October 29, 2011 at 6:02 AM
The emotion that goes into private teaching has to be one of the hardest things to learn how to deal with. It's different from a school teacher who already knows from the get-go that they have students for a set amount of time. A private music teacher should, ideally, be taking students with the intention of teaching them over a long period of time.
So much focus tends to fall on the student's struggles. How is the student progressing? What are the student's goals? Should the student be with this teacher or that teacher? Very rarely is the teacher as a person even considered in all of this. They are simply "the teacher."
Yes, it is the teacher's job to be "the teacher" rather than "a friend." But private teaching is not an easy task. It requires an enormous amount of energy to try and keep a student motivated when the student is so clearly losing interest. Being connected enough to share a laugh with a student but at the same time being able to let go when the student wants to move on is always rough.
Most experienced teachers know that there are usually many outside forces that contribute to a student's decision to quit.
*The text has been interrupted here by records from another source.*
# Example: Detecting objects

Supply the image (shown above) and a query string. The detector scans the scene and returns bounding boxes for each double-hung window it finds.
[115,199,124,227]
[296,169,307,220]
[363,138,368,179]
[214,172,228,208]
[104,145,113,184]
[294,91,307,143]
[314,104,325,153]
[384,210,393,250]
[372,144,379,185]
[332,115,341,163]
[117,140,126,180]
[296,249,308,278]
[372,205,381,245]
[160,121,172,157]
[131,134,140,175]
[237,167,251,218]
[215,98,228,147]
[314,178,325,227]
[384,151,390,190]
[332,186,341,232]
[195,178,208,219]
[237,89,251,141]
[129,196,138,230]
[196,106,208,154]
But it still feels like a bit of a teaching failure when they do. At the same time, a teacher can't help but feel proud when a student has a major playing milestone.
The intent of this is not to rant; merely to make the non-teachers aware of both sides of the coin. And to ask that if you appreciate your teacher, you should tell them every once in awhile. Teachers need encouragement too!
This was more just of a general observation. I'll hear people talking about their music teachers like they are fad diets or something. Like, maybe they'll try a new one next week because the current one is working fast enough.
Music doesn't work like that. It's going to be a long term process for both the student AND the teacher.